Limitations & Future Work

  • The second term of the SCA stochastic regret bound, \(K/\Delta_{\min}\), is larger than the \(\sqrt{K}/\Delta_{\min}\) achieved by FTRL using log-barrier + arm-dependent learning rates (Jin 2023) by a factor of \(\sqrt{K}\). Adding arm-dependent learning rates to FTPL is non-trivial (equivalent to non-i.i.d. perturbations) and remains for future work.
  • When \(\alpha>3\), the \(K\) dependence degrades from \(\sqrt{K}\) to \(K^{(\alpha-2)/(\alpha-1)}\), limiting the flexibility of \(\alpha\) to the range \((1,3]\).
  • The algorithm assumes a unique best arm; guarantees for instances with multiple optimal arms are not provided. The SCA assumes constant mean gaps, requiring further analysis for non-stationary (drifting) environments.

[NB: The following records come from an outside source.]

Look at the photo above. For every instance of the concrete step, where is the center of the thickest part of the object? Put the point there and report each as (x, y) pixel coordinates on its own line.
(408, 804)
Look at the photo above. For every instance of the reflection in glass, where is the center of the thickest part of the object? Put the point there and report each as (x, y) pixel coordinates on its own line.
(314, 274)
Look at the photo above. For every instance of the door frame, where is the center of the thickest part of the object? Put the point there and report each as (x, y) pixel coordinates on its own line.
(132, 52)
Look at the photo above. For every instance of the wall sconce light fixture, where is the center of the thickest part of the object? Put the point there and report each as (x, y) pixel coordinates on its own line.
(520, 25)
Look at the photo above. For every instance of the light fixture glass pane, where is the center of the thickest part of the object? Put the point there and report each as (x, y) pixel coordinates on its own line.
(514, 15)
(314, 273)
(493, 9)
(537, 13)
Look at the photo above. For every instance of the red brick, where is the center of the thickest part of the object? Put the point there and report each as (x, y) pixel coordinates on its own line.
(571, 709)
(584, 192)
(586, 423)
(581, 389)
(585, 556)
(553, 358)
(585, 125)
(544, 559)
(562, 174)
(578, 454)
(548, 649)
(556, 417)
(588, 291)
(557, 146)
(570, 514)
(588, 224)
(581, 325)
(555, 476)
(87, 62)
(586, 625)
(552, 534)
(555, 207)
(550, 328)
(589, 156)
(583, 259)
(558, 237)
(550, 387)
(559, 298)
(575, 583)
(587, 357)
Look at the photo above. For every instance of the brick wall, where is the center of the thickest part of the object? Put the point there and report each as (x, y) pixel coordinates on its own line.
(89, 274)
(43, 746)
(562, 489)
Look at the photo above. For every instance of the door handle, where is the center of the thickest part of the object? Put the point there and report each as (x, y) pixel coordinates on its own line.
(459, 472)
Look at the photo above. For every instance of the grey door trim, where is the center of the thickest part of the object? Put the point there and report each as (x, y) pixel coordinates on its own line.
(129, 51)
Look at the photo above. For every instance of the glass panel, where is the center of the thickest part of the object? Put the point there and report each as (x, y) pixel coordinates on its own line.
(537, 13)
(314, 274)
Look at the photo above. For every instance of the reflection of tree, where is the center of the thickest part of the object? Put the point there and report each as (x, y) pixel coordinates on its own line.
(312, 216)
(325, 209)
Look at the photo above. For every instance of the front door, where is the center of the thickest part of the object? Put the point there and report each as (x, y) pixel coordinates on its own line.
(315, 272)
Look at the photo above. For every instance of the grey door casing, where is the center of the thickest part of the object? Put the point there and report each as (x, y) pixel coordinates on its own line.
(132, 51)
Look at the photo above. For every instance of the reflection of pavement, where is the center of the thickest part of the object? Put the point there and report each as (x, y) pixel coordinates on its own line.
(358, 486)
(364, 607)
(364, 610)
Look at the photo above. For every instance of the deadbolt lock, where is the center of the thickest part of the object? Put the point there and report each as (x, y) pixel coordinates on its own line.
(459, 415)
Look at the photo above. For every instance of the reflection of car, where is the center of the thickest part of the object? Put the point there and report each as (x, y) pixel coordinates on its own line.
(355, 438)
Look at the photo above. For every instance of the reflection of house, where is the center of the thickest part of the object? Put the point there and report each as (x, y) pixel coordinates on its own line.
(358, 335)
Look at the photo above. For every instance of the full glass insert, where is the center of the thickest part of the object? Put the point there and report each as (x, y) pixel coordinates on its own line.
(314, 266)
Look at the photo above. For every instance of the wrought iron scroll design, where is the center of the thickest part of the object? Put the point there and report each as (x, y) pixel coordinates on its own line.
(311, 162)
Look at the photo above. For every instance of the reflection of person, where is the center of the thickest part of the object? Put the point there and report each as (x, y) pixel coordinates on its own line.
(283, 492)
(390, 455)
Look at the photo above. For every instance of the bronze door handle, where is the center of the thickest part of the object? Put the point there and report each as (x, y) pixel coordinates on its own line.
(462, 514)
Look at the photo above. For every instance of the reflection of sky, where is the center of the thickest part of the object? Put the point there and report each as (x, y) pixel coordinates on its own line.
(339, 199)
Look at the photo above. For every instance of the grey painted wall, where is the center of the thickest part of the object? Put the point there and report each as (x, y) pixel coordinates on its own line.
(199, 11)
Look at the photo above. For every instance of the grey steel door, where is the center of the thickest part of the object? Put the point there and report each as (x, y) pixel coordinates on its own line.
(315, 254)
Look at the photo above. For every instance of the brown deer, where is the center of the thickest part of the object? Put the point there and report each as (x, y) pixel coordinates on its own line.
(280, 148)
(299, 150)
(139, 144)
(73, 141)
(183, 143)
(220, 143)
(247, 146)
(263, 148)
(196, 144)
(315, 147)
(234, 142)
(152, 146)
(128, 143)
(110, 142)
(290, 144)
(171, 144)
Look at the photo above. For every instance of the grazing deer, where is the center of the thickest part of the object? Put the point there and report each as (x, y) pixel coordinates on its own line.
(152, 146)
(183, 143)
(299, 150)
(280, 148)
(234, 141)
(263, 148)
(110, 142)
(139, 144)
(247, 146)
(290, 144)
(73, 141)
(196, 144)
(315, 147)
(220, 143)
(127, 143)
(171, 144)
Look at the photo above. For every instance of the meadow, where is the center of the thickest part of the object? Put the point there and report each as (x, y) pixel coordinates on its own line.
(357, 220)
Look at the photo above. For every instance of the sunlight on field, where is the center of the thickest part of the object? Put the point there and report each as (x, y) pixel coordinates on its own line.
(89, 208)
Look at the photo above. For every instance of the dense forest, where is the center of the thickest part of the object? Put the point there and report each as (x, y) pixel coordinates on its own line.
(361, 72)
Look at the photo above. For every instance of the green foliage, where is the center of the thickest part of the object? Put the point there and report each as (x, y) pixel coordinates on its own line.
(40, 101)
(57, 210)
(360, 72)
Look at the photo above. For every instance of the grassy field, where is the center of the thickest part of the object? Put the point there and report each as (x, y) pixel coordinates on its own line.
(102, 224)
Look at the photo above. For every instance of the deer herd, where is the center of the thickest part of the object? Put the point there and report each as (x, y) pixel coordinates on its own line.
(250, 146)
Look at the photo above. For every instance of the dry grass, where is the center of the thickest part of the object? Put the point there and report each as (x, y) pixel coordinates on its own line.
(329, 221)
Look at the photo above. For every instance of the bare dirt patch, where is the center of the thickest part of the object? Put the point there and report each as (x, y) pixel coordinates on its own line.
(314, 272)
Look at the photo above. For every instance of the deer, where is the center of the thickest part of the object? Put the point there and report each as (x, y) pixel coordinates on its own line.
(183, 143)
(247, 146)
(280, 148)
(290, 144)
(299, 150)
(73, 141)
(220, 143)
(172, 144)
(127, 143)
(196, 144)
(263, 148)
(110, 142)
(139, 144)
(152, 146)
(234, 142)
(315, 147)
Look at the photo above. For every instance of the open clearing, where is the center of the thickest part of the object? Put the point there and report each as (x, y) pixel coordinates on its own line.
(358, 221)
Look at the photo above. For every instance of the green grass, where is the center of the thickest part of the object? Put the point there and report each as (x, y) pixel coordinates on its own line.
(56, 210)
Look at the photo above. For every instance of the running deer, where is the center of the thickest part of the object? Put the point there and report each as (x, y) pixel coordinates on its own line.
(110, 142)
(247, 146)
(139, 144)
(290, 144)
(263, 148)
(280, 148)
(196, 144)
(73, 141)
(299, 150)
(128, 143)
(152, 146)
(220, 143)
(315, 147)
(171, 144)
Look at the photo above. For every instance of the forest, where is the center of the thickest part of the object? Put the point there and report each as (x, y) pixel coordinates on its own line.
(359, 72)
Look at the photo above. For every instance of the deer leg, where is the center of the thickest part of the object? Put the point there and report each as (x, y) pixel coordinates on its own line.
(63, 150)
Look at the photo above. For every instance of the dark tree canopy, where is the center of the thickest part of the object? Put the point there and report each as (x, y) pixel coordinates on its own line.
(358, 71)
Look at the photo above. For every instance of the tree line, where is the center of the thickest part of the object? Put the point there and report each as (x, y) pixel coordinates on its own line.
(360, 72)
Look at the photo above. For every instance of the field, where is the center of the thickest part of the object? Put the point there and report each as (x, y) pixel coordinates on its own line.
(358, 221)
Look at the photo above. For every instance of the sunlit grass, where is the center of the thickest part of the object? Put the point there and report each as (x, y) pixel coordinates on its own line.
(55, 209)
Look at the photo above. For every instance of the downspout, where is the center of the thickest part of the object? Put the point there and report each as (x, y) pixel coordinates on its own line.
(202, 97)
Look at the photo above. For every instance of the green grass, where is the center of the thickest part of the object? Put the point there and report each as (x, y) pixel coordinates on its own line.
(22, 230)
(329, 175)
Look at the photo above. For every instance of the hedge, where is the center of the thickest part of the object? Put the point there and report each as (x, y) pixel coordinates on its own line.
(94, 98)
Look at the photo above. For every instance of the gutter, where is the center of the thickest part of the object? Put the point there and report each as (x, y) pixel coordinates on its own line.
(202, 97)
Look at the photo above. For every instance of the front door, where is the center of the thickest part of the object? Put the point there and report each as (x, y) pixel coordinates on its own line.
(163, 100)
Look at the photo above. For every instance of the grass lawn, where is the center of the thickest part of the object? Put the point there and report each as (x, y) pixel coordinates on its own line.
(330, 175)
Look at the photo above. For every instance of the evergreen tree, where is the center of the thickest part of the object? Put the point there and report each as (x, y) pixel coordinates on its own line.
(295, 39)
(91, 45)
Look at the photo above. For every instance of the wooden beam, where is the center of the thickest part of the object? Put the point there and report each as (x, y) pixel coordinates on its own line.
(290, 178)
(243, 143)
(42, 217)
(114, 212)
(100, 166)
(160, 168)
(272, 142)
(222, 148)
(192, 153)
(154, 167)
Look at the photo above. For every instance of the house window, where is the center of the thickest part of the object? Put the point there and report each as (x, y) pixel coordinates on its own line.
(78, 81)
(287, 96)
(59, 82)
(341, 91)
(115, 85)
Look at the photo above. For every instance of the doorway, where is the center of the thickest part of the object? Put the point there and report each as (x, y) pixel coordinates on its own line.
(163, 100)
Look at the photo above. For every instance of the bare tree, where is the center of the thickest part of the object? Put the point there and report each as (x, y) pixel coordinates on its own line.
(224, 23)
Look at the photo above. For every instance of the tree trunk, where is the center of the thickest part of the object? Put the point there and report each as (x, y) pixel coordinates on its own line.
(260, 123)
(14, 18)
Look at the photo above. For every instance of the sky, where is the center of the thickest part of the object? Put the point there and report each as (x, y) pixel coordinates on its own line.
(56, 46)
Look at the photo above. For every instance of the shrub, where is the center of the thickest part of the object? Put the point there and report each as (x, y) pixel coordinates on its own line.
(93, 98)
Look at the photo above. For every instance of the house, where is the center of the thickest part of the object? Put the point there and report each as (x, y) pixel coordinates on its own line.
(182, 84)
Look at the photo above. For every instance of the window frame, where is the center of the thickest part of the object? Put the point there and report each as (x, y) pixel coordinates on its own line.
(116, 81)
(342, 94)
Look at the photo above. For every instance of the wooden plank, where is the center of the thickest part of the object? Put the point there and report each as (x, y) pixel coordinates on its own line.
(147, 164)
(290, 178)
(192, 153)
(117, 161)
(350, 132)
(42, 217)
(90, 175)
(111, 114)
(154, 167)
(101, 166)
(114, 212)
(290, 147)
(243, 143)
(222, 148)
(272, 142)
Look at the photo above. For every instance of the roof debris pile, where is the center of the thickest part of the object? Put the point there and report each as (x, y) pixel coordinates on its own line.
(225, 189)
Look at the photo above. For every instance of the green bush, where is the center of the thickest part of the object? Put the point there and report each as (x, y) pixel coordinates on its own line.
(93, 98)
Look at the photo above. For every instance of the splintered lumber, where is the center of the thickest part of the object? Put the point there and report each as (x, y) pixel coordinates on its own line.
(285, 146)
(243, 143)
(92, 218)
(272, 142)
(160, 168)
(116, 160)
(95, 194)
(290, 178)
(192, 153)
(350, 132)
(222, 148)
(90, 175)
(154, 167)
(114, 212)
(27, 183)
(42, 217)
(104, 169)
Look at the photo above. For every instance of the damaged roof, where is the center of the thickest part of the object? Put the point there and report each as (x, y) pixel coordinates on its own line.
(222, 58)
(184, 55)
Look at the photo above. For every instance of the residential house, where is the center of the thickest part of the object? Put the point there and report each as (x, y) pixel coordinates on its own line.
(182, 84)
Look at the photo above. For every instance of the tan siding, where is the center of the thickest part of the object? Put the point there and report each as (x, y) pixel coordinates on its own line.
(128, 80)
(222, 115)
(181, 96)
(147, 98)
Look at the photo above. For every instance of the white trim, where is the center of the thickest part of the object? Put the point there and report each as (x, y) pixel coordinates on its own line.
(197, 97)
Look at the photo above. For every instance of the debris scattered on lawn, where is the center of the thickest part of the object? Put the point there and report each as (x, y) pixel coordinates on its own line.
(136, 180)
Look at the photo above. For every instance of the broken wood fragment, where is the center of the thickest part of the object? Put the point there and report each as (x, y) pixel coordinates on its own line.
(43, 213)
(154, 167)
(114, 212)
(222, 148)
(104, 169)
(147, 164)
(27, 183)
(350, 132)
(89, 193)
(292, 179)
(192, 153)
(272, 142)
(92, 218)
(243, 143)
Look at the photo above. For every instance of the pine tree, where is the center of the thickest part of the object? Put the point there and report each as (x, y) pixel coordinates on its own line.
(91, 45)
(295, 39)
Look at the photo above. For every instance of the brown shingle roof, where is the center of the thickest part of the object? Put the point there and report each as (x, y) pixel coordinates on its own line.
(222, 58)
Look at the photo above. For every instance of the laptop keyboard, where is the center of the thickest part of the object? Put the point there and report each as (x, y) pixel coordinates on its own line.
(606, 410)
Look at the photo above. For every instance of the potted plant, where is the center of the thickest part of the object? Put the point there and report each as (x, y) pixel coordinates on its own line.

  • Benchmark results are provided for \(T=10^4\) and \(K\le 256\). The efficiency in large-scale bandits (\(K\gtrsim 10^4\) in recommendation systems) needs further validation, particularly whether the overhead of ranking maintenance remains smaller than FTRL's iterations at such scales.
  • vs Decoupled-Tsallis-INF (Rouyer & Seldin 2020): Achieves comparable BOBW regret but bypasses the convex optimization for \(w_t\) via Pareto perturbations and ranking proxies.
  • vs Avner et al. 2012 (decoupled Exp3): While Avner used Exp3 with variance-optimal exploration, this work brings BOBW to the FTPL framework for the first time using Pareto perturbations.
  • vs Honda 2023 / Lee 2024 (FTPL-BOBW for standard MAB): They achieved BOBW for standard MAB but relied on GR to estimate \(1/w_{t,i_t}\). In the decoupled setting, where the entire vector \(w_t\) is needed, GR is prohibitively expensive; this work bypasses GR using \(q_t\).
  • vs Jin et al. 2023 (log-barrier + arm-dependent LR FTRL): This work trades a constant factor in the \(K\)-dependence (\(\sqrt{K}\) vs \(K\)) for a significant reduction in system latency by avoiding log-barrier optimizations.